McKesson Cardiology, CVIS, cardiovascular information system, cardiac PACS

For any cardiology department looking to upgrade or replace its cardiovascular information system (CVIS), the main questions that should be asked are related to integration and interoperability. These are key to leveraging health information technology (IT) investments to achieve improved efficiency, help cut costs and accommodate increased patient volume.

Enterprise-wide imaging and IT systems are the new focus of healthcare. This entails a movement away from disconnected departmental silos of data and images that traditionally have not been able to interoperate toward an integrated system based around a central core where all departments now share data into a unified electronic medical record (EMR). This is usually based on employment of a cloud or vendor-neutral archive (VNA) to house all the hospital and health system’s data in a central archive and uses a content management system to filter and keep track of the data. 

This centralized storage architecture does not mean clinical specialty and departmental IT systems are no longer needed. CVIS that enable unification of all cardiology department data reporting in one place will play a big role. These specialized systems offer clinically detailed reporting for the cath lab, hemodynamic data, ECG, cardiac imaging, echo reporting and electrophysiology that generic cardiac modules offered by EMR vendors cannot provide. 

However, department solutions do need to fully integrate with the IT infrastructure at the enterprise level to enable the smooth flow of data (regardless if it is text, images, video or waveforms) between the EMR and clinicians throughout the enterprise, not just those logged into the CVIS. These systems should help simplify enterprise-wide access to cardiology department data through a single interface and eliminate the need for numerous subsystem connections. This will eliminate the need to re-enter patient data, and save time by eliminating searches in various IT systems or physical locations for pieces of information. 

In selecting a new system, focus should be on systems that offer structured reporting solutions. Structured templates and choosing dropdown menu terminology will help streamline searches, data mining, dashboarding functions and sending data to clinical registries. Structured reporting also enables better quality assurance tracking. 

The guidelines from the various cardiology specialty societies also need to be integrated into structured reporting to ensure clinicians are following guidelines and appropriate use criteria (AUC). This will become increasingly important in the coming years as payers such as Medicare begin to require documentation that AUC is followed in clinical decision-making for full reimbursement. The vendor you choose needs to be able to incorporate these guidelines and make regular updates to system templates as guidelines change and new clinical procedures are introduced (i.e. transcatheter aortic and mitral valve repairs and replacement procedures). As healthcare reform’s IT operational requirements for Stage 3 Meaningful Use go into effect in the coming years, the vendor you choose also needs to be able to update their systems to meet these new mandates. 

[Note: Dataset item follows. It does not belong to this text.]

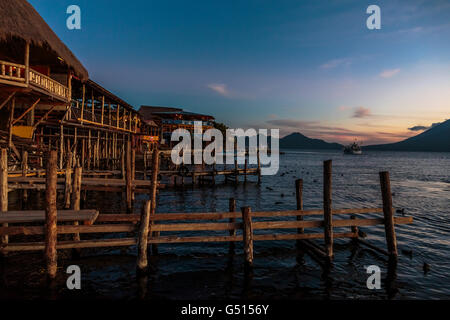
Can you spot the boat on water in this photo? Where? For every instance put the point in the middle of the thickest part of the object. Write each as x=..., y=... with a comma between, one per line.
x=353, y=148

New technology investments should eliminate the need for separate workstations to access disparate silos of data, including cath reporting systems, various cardiac imaging picture archiving and communication systems (PACS) and reporting systems for different modalities. New CVIS should integrate the cardiology department’s entire workflow into a single system.

An ideal CVIS should be standards-based, vendor-neutral, use structured reporting and enable the following functionality using a single computer:

  • A CVIS should serve as a comprehensive cardiology PACS to enable image review and sharing capabilities for all cardiovascular imaging modalities on a single workstation;
  • It should have reporting capabilities for all sections of the cardiology department, so all patient data is accessible in one place;
  • A CVIS should enable access to the ECG management system and possibly allow segments of waveforms to be incorporated into reports;
  • For cath lab reporting, the system should be fully integrated with the hemodynamics system; and
  • The CVIS also should serve as the department’s image and report archive.

 

Watch the video "What to Look for in a New Cardiovascular Information System."  Sentara Health in Virginia is going through the process of choosing a new cardiovascular information system (CVIS) and implementing enterprise imaging. Sentara's IT leader shares information on what elements they are looking for and how they plan to wire their system to achieve a new level of interoperability for cardiology. They were at RSNA 2014 visiting with CVIS vendors as part of their selection process.

 

 
As society increasingly transitions to Web-based, mobile computing using tablets and smartphones, cardiology departments need to consider mobile device access to the CVIS. Physicians can leverage this mobile accessibility to become more efficient and improve care. This may include using a tablet to access reports, labs and imaging while on rounds, to enable better patient communication/engagement, to complete reports in between procedures, or even making a determination from home if the cath lab should be activated at 3 a.m. 
 
Ideally, the system also should meet Meaningful Use criteria for sharing data and images with the hospital’s EMR and referring physicians outside the cardiology department or the hospital. Future Meaningful Use requirements should be considered, including expanding two-way access to patient data and images to enable patient engagement. Future Meaningful Use needs also require integration of computerized physician order entry (CPOE) systems for prescriptions and orders that combine clinical decision support (CDS) software. CDS software will need to document that AUC has been met for specific tests, imaging exams and procedures. Another component to consider is the use of radiation monitoring software to record the approximate doses patients receive from cardiac computed tomography (CT) and diagnostic and interventional angiography. Dose recording software is already required in two states and it is expected others will follow.
 
However, to enable the types of integration outlined above, the key element is the system’s interoperability between disparate vendors’ equipment, devices and third-party software. Some vendors may integrate better than others, especially with the most recently introduced CVIS platforms. Most of the major CVIS have created more vendor-neutral software, allowing greater accessibility. Even large medical device vendors, which in the past each had their own proprietary CVIS software that did not interface easily with other vendors’ systems, have recently launched Web-based CVIS that enable much better interoperability. 
 
Despite this, it is always good to trust but verify all interoperability claims and make sure any vendor chosen is held accountable to the department’s specific needs in the final contract language. Outline exactly what your department needs in the request for proposal (RFP) so all integration issues can be discussed before a system is installed. 

 

Watch the video "What to Look for in CVIS and PACS Workflow Efficiency." This includes examples of technologies on the market and a discussion of what to look for in PACS and CVIS workflow efficiencies with Ascendian Healthcare Consultant Jef Williams. DAIC Editor Dave Fornell takes viewers on a tour of key workflow improvements offered by health IT vendors at HIMSS 2016.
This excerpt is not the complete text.